I had a lazy morning and managed to get some of the free breakfast the hostel puts on. I set off up towards the start of the track and met Julia and her friend. I had already done some of this walk yesterday before I got turned around, but before long we found ourselves on another steep track. This one was significantly easier traveling of packed gravel and stones which was a relief.
The walks objective were some old tunnels that had been blasted into the cliff. They were driven to supply water to the township below that had sprung up during the gold rush. Turns out the cost of the tunnels were never paid for by the gold recovered from the area. After the gold rush, the tunnels supply of water was used to turn a hydroelectric plant. This was all back in 1908!
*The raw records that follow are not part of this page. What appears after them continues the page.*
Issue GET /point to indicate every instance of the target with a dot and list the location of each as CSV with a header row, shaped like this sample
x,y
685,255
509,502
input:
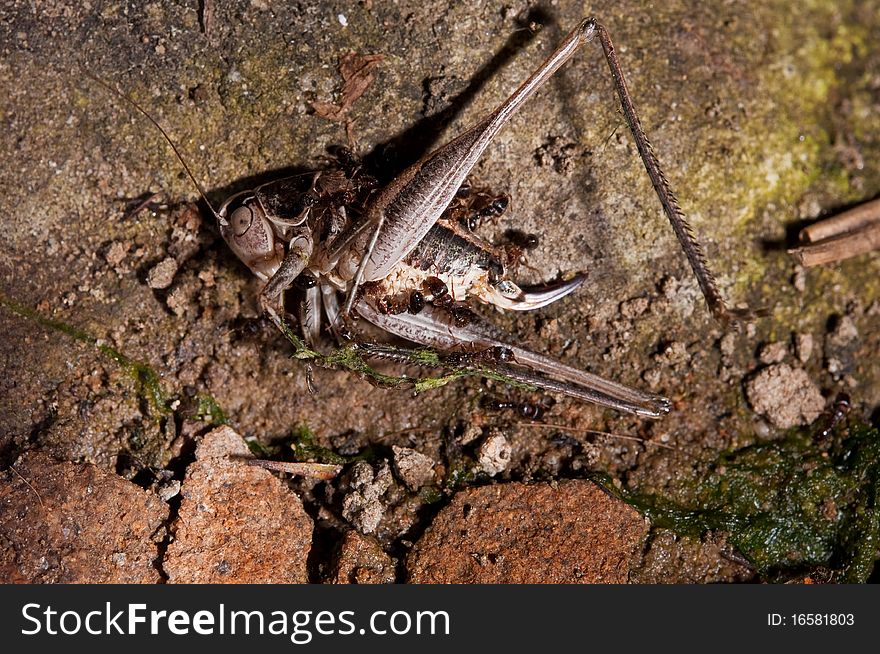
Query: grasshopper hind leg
x,y
437,329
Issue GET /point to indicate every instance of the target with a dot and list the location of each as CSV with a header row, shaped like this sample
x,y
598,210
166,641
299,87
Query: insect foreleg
x,y
295,261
We walked through the first length of tunnel with just a small amount of water running over our feet. If you looked really closely, you could see tiny green star lights of glow worms! At the end the tunnel re emerged into the sunlight and turned a corner. Here the wooden waterway was still in place over 100 years later and used as a viewing platform. There was water spilling from the leafy canopy above us making the wood very wet and slippery. I was surprised how good the wood looked and remarked on the quality craftsmanship, adding, my skepticism of modern construction lasting that long.
Walking back down to the town my legs were complaining of overuse. I parted ways with the German girls and got some lunch before setting of for the long ride to Queenstown. Normally the bike rides here are spectacular and today was no exception. But there are only so many exciting similes I can use to describe the roads. Today however no similes are needed because I weaved through the most incredible mountain pass. The road flowed nicely and normally I would have been absolutely leathering the bike. I slowed down this time to enjoy the sight before me; small watery brooks surrounded on all sides by a carpet of tall spikes of pink and purple flowers. A honeybees dream valley of Lupin flowers it was beautiful and smelt incredible. The wind through the helmet pushed the fragrance deep into my nose. I found myself taking deep lungfuls and had to pinch myself, I thought I was in heaven.
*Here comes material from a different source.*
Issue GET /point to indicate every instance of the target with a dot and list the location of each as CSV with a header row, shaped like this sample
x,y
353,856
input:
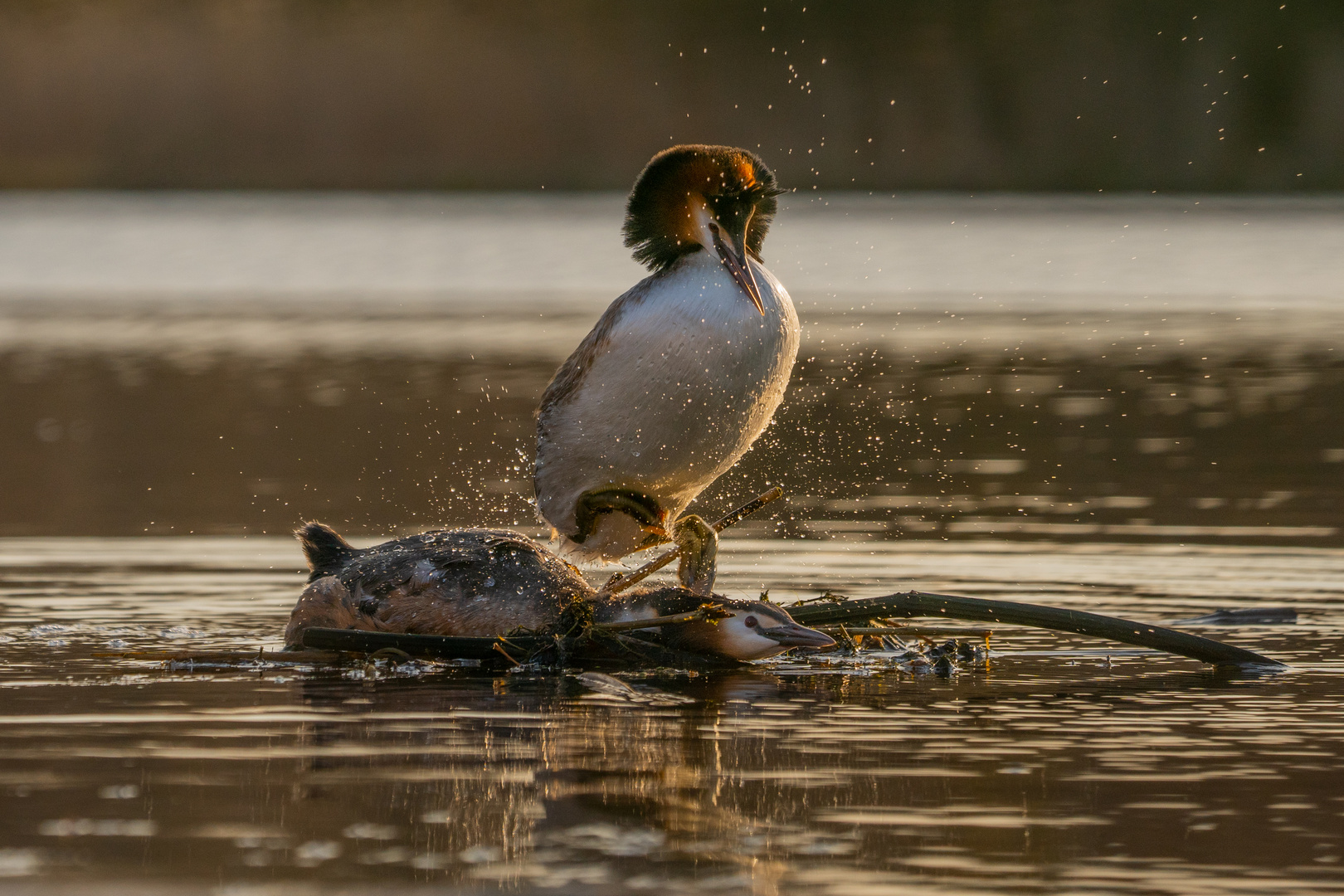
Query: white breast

At the end of the flowery pass was the descent into Queenstown down a steep mountainous face. The road looped back and forwards in a wondrous set of flowing corners. A braver man than I, on a Triumph Daytona, rocketed past me even when I thought I was making swift progress.
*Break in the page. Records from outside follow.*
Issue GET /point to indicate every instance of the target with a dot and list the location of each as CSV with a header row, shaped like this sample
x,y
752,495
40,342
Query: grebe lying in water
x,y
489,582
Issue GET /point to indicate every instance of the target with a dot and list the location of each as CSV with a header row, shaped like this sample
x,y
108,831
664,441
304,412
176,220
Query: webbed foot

I finally arrived and found a good looking hostel with free parking right by my dorm. This one also put on free soup in the evenings which was good as it encourages you to chat and make friends. I got chatting with a group of people, one of which was leaving tomorrow and I was only here for a day. With this established, the inevitable “few drinks” turned into a full on night out when we got to a bar and they were playing beer pong. As the beer was drank, we became drunk, the quality of our game decreased and the energy rocketed! We went to a few places after that, dabbling in some karaoke enroute. Ending up at World Bar which was the only busy place on a Monday night. It was an really good mix of music, even if the track was changed too frequently.
By the time I looked at the time, it was time for bedtime, being 2am. A quick Ferg Burger (7 out of 10) and I crawled into bed after what seemed to be the longest day of my life. I wasn’t looking forward to the alarm waking me up in the morning, just 5 hours away, for my bungy jump. I also realised at this point I would probably be hungover for it!